“Sell Everything” v Buying Gold & Silver
RBS (Royal Bank of Scotland) yesterday advised clients to brace for a “cataclysmic year” and to “Sell everything except high quality bonds. This is about return of capital, not return on capital. In a crowded hall, exit doors are small.”…. “China has set off a major correction and it is going to snowball. Equities and credit have become very dangerous, and we have hardly even begun to retrace the ‘Goldilocks love-in’ of the last two years,”

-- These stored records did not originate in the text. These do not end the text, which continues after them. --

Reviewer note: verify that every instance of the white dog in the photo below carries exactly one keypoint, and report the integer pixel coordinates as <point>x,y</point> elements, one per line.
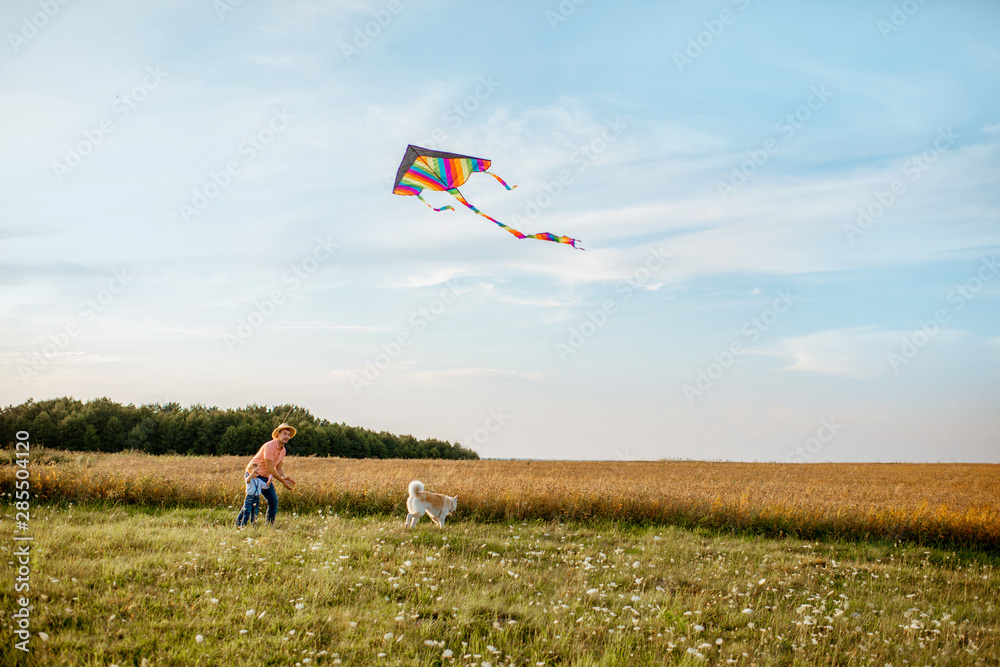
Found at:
<point>436,505</point>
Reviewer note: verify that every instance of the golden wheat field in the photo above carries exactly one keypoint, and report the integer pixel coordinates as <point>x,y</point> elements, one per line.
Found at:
<point>956,504</point>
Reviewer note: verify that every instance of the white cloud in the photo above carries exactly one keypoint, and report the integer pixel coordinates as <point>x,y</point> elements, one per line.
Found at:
<point>467,374</point>
<point>854,353</point>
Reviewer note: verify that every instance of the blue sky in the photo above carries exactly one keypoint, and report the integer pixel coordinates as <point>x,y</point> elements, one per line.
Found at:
<point>790,213</point>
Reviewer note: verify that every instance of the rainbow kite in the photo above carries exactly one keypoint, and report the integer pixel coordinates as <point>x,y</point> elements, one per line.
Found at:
<point>422,168</point>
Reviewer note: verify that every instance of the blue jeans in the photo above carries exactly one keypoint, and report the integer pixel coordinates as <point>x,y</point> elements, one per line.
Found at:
<point>271,496</point>
<point>251,505</point>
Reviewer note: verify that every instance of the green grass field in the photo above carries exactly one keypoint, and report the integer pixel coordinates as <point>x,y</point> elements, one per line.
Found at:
<point>134,586</point>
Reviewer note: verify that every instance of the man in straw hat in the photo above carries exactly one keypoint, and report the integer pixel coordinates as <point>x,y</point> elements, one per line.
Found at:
<point>268,459</point>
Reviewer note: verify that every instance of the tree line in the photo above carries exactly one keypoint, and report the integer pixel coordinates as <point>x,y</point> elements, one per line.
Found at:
<point>102,425</point>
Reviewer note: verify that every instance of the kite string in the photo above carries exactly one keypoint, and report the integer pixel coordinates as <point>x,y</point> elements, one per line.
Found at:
<point>443,208</point>
<point>502,182</point>
<point>541,236</point>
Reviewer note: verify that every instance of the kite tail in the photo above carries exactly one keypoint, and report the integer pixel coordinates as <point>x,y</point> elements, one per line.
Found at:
<point>443,208</point>
<point>541,236</point>
<point>502,182</point>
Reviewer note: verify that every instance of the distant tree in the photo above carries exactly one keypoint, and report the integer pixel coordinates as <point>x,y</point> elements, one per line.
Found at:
<point>103,425</point>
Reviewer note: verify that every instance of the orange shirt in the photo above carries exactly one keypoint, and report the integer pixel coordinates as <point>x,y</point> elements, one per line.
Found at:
<point>271,449</point>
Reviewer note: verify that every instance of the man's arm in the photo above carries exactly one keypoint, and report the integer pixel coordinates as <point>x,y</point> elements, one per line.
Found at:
<point>275,472</point>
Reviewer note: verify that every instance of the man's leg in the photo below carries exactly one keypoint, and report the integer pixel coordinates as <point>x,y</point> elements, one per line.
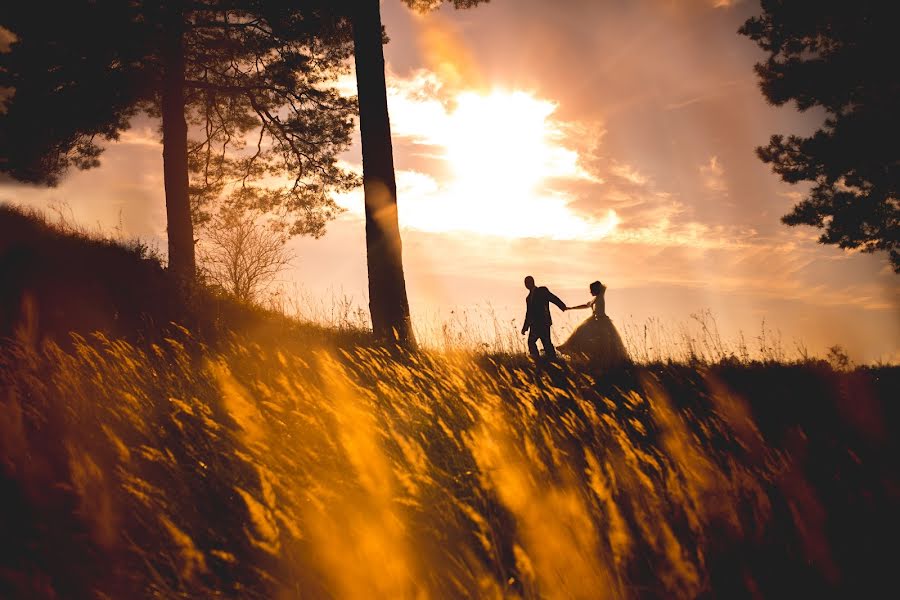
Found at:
<point>549,350</point>
<point>532,342</point>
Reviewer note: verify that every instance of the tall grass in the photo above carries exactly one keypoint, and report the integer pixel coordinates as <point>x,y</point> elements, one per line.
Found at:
<point>279,469</point>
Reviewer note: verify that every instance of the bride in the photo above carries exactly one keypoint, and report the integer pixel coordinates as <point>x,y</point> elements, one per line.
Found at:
<point>596,338</point>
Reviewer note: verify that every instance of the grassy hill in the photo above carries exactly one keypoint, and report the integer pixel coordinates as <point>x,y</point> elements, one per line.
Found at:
<point>244,456</point>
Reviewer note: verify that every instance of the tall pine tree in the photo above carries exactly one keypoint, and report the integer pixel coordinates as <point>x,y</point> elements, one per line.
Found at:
<point>224,69</point>
<point>842,57</point>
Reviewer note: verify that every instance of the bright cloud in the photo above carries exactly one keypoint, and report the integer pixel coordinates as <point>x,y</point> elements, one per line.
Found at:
<point>506,164</point>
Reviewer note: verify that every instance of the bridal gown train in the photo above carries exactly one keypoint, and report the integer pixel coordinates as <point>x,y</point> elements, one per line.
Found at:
<point>596,339</point>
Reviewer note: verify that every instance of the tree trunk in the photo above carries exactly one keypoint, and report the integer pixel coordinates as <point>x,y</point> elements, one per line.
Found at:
<point>388,303</point>
<point>175,161</point>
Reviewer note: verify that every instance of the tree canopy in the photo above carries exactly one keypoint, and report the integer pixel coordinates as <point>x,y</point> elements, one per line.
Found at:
<point>81,70</point>
<point>841,57</point>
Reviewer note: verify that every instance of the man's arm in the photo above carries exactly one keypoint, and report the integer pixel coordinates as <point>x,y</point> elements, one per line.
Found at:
<point>553,298</point>
<point>527,324</point>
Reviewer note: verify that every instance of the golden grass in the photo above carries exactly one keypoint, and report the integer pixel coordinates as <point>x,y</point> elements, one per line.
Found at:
<point>275,470</point>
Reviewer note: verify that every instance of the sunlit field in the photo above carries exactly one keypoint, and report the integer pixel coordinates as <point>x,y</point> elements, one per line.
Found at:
<point>266,469</point>
<point>256,456</point>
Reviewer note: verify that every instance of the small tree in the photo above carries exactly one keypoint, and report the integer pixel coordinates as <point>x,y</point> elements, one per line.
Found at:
<point>241,255</point>
<point>841,56</point>
<point>219,69</point>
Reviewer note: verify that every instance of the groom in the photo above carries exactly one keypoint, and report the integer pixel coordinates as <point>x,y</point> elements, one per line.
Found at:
<point>537,318</point>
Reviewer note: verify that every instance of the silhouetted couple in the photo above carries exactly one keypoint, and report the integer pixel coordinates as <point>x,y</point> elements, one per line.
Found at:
<point>596,339</point>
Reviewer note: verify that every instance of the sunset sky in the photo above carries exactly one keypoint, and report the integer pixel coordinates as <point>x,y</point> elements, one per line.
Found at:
<point>571,140</point>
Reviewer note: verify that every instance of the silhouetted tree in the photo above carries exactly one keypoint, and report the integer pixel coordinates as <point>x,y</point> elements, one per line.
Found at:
<point>843,57</point>
<point>241,254</point>
<point>388,302</point>
<point>82,69</point>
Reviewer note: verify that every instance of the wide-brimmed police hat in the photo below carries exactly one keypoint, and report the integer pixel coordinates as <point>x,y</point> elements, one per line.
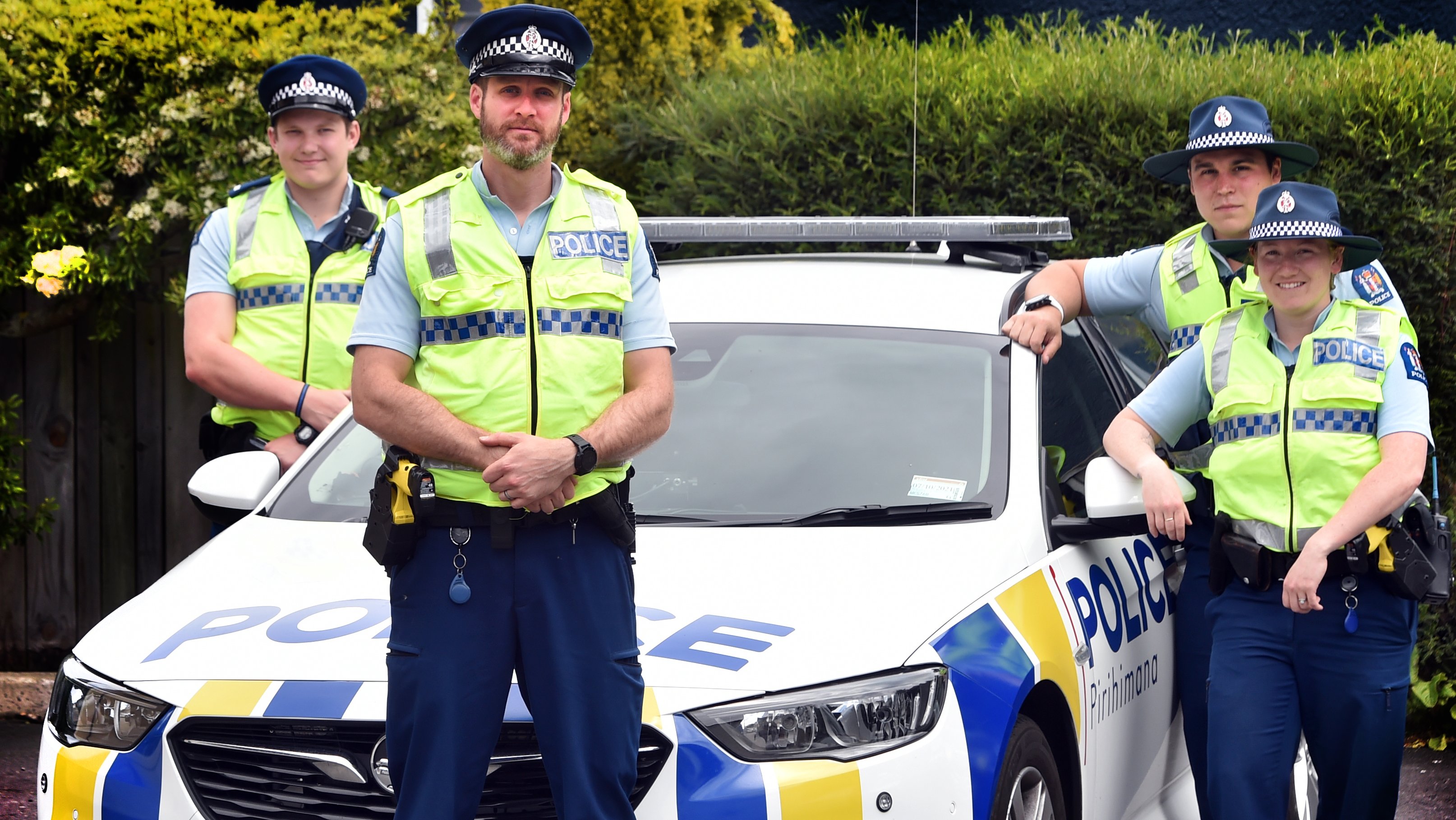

Let’s be clear, we are not advisors, we just present facts and ask the salient questions. RBS and some others may think gold and silver will go down with the rest when this next crisis hits. But let’s look at this a bit closer… RBS suggest holding bonds (debt instruments) in what is largely speculated to be a debt/credit instigated crisis….go figure. They may, like some others, think the scale and scope of the ensuing liquidity squeeze will see “everything” sold in the mad panic. That well may be the case on some significant scale but we can’t escape the fact that there are (in the order of) $295 trillion of financial ‘paper’ assets around the world (shares, ETFs, bonds, etc). When or just before that market collapses, a significant proportion of it will still be liquid and still be looking for a safe haven home. Throughout history physical gold and silver have been that tried and tested home. The total tradeable gold market is estimated at $1.5 trillion. RBS talk of the “small exit doors”, but it is the small size of the gold ‘room’ on the other side that means even a modest amount of that massive $295t trying to get into that little $1.5t space should only have one impact on price. It’s the law of supply and demand. Gold rising 3.1% (US spot, in AUD it was up 9.3%) this year whilst sharemarkets around the world saw double digit, record breaking losses is case in point, but only in part. The real action hasn’t started yet. We include the following very telling table again as a reminder of the past.
Speaking of supply and demand RBS also predict $16 oil (which dropped below $30 last night for the first time since 2003) and UBS have it at $20. The economic bellwether Dr Copper slipped to GFC lows last night of just $1.99. Incredible stuff. China’s woes indicate a similar continuing plight for iron ore. The outlook for Australia is getting dimmer. That means our dollar is likely to fall further (combined with likely continuing yuan devaluations) and that is music to precious metals holders’ ears.